Devamında özetle şunları söyledi:
“Senaryolarını gayet iyi biliyoruz”
“Karanlık tarihlerinin sayfasına bir yenisini daha eklediler. Kirli döngülerinin karanlık yüzünü bir kez daha gösterdiler. Farklılıklarımıza olan düşmanlıklarını bir kez daha sergilediler. Barış umuduna kurşun sıktılar! Halklarımızın ortak gelecek hayaline saldırdılar! Birlikte yaşam irademizi hedef aldılar. Halklarımızın büyüyen umudu olan HDP’ye saldırdılar!
“Senaryolarını gayet iyi biliyoruz. Katliamlarla, siyasi cinayetlerle, zulümlerle, işkencelerle, çetelerle bu toprakları karanlığa boğmak, yaşanılamaz hale getirmektir. Amaçları geleceği karartmak, umutları söndürmektir. Ama hiçbir zaman başaramadılar. Barış ve demokrasi umudunu hiçbir zaman söndüremediler, yine başaramayacaklar.
“Adımız ayağa kalkan umuttur! Adımız, direniş ırmaklarının birleştiği Deniz’dir. Adımız; Deniz Poyraz’dır! Sana sözümüzdür Sevgili Deniz! Yarım kalan hayallerin milyonların hayalidir ve bu topraklarda mutlaka ama mutlaka yaşam bulacaktır. Senin mücadelen, senin cesaretin hepimizin mücadelesi, hepimizin cesaretidir.
“Milyonlar seninle tek yürek oldu, seninle Deniz oldu, seninle inanç oldu, seninle kararlılık oldu.
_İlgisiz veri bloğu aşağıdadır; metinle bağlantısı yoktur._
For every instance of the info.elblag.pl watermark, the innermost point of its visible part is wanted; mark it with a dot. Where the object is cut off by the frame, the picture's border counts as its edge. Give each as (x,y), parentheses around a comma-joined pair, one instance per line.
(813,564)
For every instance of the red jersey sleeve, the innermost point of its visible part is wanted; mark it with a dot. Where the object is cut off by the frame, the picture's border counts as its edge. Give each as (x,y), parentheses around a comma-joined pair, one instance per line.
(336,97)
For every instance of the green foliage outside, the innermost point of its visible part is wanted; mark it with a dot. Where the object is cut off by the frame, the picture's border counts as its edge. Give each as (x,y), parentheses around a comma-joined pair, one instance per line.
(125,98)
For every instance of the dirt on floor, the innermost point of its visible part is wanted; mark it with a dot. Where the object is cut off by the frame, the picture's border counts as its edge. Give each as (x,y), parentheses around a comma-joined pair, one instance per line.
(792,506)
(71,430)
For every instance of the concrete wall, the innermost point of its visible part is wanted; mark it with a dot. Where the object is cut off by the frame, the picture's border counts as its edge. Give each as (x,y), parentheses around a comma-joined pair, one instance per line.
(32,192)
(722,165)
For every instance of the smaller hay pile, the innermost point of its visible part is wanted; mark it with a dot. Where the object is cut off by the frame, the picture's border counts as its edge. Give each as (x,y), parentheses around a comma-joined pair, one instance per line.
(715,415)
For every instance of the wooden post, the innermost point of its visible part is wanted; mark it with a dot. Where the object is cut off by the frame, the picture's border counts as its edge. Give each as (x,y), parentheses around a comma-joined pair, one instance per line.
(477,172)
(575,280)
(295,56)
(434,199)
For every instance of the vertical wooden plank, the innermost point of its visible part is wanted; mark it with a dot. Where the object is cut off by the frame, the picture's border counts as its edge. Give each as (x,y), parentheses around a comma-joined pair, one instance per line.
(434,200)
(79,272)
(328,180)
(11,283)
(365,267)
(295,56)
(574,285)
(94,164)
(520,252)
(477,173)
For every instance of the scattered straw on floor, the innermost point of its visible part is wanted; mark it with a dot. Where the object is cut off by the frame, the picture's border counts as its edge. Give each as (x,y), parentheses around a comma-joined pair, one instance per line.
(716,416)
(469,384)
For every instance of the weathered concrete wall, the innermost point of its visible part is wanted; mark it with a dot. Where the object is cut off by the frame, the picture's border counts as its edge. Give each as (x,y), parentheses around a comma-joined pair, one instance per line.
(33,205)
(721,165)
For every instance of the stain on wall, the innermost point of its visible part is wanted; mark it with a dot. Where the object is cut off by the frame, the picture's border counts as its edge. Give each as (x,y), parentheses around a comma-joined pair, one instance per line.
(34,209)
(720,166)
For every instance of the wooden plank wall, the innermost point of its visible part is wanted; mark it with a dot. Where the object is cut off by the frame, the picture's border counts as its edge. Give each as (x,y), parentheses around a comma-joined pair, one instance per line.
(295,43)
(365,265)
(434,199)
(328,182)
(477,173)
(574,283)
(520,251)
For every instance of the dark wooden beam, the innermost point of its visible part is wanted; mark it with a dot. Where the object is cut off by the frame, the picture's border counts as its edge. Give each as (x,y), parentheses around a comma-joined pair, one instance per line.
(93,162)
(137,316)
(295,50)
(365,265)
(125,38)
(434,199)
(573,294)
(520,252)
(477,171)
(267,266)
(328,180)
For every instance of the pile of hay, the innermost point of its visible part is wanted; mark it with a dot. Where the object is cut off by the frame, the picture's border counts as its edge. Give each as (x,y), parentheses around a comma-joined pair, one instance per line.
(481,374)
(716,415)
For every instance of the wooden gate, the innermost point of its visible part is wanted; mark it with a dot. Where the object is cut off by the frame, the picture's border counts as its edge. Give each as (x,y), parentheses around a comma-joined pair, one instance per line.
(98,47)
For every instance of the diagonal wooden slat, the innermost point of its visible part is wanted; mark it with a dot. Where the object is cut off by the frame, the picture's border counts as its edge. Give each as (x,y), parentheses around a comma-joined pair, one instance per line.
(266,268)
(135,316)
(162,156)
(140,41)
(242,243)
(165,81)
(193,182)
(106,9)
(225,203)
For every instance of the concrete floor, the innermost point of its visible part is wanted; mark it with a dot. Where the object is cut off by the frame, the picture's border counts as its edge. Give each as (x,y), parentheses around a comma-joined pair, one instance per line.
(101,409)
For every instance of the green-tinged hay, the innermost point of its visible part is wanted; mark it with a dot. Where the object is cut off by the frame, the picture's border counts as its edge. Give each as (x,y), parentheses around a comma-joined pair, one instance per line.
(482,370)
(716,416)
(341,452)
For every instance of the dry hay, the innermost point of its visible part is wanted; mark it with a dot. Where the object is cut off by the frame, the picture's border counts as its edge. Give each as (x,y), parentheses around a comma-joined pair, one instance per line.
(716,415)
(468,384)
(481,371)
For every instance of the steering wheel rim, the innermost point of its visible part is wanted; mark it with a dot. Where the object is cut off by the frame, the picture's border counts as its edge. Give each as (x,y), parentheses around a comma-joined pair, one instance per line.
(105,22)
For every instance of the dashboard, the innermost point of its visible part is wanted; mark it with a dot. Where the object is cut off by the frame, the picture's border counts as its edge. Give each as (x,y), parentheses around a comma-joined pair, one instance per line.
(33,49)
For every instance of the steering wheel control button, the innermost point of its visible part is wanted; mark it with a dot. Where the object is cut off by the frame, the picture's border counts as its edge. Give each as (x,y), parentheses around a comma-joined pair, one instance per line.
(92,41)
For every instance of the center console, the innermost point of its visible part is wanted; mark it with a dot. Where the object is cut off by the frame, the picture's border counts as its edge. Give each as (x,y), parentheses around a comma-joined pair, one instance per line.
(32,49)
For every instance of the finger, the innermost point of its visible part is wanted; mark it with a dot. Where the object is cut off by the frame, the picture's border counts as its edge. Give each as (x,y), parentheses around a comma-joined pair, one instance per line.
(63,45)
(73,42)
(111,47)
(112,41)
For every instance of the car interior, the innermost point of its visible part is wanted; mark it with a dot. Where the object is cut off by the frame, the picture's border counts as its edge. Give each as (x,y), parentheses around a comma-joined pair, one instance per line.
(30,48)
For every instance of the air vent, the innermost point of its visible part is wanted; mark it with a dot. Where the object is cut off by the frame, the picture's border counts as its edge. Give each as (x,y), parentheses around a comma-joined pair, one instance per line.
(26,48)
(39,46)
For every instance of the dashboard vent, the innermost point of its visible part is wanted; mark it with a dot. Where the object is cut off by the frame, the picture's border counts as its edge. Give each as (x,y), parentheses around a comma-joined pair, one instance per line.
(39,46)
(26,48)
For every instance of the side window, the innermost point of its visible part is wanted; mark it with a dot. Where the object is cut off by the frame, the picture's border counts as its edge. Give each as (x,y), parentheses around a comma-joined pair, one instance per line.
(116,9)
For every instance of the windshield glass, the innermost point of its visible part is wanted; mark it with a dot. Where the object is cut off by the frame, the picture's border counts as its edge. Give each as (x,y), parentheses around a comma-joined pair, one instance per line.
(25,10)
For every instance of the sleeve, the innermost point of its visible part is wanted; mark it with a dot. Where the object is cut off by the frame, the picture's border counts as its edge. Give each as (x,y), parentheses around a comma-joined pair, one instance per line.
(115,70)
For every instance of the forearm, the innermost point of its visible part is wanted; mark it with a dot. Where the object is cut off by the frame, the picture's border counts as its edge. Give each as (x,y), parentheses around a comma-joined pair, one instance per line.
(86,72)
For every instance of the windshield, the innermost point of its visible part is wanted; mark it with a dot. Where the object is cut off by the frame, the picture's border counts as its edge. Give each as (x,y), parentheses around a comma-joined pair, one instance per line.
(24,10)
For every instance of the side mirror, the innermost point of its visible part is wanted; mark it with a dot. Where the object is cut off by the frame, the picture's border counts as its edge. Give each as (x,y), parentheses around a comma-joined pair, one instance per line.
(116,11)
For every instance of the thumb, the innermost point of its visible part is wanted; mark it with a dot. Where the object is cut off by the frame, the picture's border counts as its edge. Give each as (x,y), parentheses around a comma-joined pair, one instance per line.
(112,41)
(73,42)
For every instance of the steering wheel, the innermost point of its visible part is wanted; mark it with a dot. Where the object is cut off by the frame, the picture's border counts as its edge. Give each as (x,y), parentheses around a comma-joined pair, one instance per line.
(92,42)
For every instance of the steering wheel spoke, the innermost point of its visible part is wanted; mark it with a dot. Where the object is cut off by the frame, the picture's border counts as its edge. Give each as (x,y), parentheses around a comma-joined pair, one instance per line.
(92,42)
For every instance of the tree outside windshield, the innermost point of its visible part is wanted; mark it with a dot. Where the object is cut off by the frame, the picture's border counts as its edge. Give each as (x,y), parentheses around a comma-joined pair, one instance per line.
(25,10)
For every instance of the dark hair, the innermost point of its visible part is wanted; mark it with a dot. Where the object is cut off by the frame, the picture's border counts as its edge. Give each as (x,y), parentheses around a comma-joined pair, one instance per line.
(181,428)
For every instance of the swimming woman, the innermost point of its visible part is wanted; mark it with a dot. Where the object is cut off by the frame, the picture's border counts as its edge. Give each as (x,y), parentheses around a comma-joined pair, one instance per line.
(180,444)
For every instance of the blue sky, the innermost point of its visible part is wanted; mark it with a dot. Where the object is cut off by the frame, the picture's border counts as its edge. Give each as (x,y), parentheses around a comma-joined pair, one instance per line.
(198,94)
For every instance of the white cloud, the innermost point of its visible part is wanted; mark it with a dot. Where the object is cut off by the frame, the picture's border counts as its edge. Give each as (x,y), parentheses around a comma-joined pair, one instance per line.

Halklar bahçesi İzmir’den doğan güneş oldun. Hepimize ışık oldun! Milyonlara rehber oldun. Yolumuzu aydınlattın. Sana sözümüzdür. Aydınlattığın bu yolda barışı bu ülkede mutlaka gerçekleştireceğiz.
“Kurşunların umudu söndürmesine asla izin vermeyeceğiz! Kadifekale burçlarında ve yüreklerimizde adın her daim yankılanacaktır. Senin ve binlerce yoldaşımızın adı barış mücadelemizde sonsuza dek yaşayacaktır. Seni özleyeceğiz! Seni asla unutmayacağız! Unutturmayacağız. Mekânın cennet olsun! Yıldızlar yoldaşın olsun!”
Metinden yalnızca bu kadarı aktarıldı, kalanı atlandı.